TREATY OF SEPTEMBER 22, 1779
In 1779 the British, probably with the intent of keeping them neutral, signed a treaty with several Mi'kmaq communities situated in what is today New Brunswick. During these years, with their southern colonies in rebellion, the British could ill afford to have a full-scale "Indian war" break out within the borders of their loyal colonies. Otherwise this agreement would not have been signed. It was, except for a minor one, the last:
Treaty entered into with the Indians of Nova Scotia from Cape Tormentine to the Bay De Chaleurs, September 22nd, 1779
WHEREAS, in May and July last, a number of Indians at the instigation of the King's disaffected subjects, did plunder and rob William John Cort and several other of the English Inhabitants at Mirimichy of the principal part of their effects, in which transaction, we the undersigned Indians had no conscience, but nevertheless do blame ourselves, for not having exerted our abilities more effectually than we did to prevent it.
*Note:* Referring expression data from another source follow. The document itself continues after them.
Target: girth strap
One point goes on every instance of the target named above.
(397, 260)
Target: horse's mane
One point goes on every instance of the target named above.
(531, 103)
Being now greatly distressed, and at a loss for the necessary supplies to keep us from the inclemency of the approaching Winter, and to enable us to subsist our families;
AND WHEREAS, Captain Augustus Gervey, Commander of His Majesty's Sloop Viper, did in July last, to prevent further mischief, seize upon the Mirimichy River, Sixteen of the said Indians, one of which was killed, three released and twelve of the most atrocious have been carried to Quebec, to be dealt with, as His Majesty's Government of this Province, shall in good future direct, which measures we hope will tend to restore peace and good order in that Neighbourhood;
BE IT KNOWN, to all men, that we John Julien, Chief; Antoine Arueau, Captain, Francis Julien and Thomas Dewagonside, Councillors of Mirimichy, and also Representatives of, and authorized by, the Indians of Pagumske and Restigouche, Michael Chief, Louis Augustine Cobaise, Francis Joseph Aruiph, Captains, Antoines and Guiassance Gabalier, Councillors of Richebouctou, and Thomas Tauros Lose, and representatives of the chief of Jedyac, do for ourselves, and in behalf of the several Tribes of Micmac Indians before mentioned, and all others residing between Cape Tormentine and the Bay De Chaleurs in the Gulf of St. Lawrence inclusive, solemnly promise and engage to and with, Michael Franklin Esq., the King's Superintendent of Indian Affairs in Nova Scotia,
THAT, we will behave quietly and peaceably towards all His Majesty King George's good Subjects, treating these upon every occasion in an honest, friendly and brotherly manner;
THAT, we will at the hazard of our lives defend and protect to the utmost of our power, the Traders and Inhabitants and their merchandise and effects, who are, or may be settled on the Rivers, Bays, and Sea Coasts within the fore mentioned district against all the Enemies of His Majesty King George, whether French, Rebels, or Indians;
THAT, we will wherever it shall be required apprehend and deliver into the hands of the said Mr. M. Franklin, to be dealt with according to his deserts, any Indian, or other person who shall attempt to disturb the peace and tranquillity of the said District;
THAT, we will not hold any correspondence or intercourse with John Allan, or any other Rebel, or enemy of King George, let his Nation or Country be what it will;
THAT, we will use our best endeavours to prevail with all other our Micmac Brethren throughout the other parts of the Province, to come into the like measures with us for their several Districts;
AND, we do also by these presents for ourselves, and in behalf of our several Constituents hereby Review, Ratify and Confirm all former Treaties entered into by us, or any of us, or these heretofore with the late Governor Lawrence, and other of His Majesty King George's Governors who have succeeded him in the Command of this Province.
In consideration of the true performance of the foregoing Articles, on the part of the Indians Affairs doth hereby promise in behalf of Government,
THAT, the said Indians and their Constituents, shall remain in the Districts before mentioned, quiet and free from any molestation of any of His Majesty's Troops, or other his good Subjects in their hunting and fishing;
THAT, immediate measures shall be taken to cause Traders to supply them with ammunition, clothing and other necessary stores in exchange for their furs, and other commodities. In witness whereof, we the above mentioned have interchangeably set our hands and Seals at Windsor, in Nova Scotia, this Twenty second day of September 1779.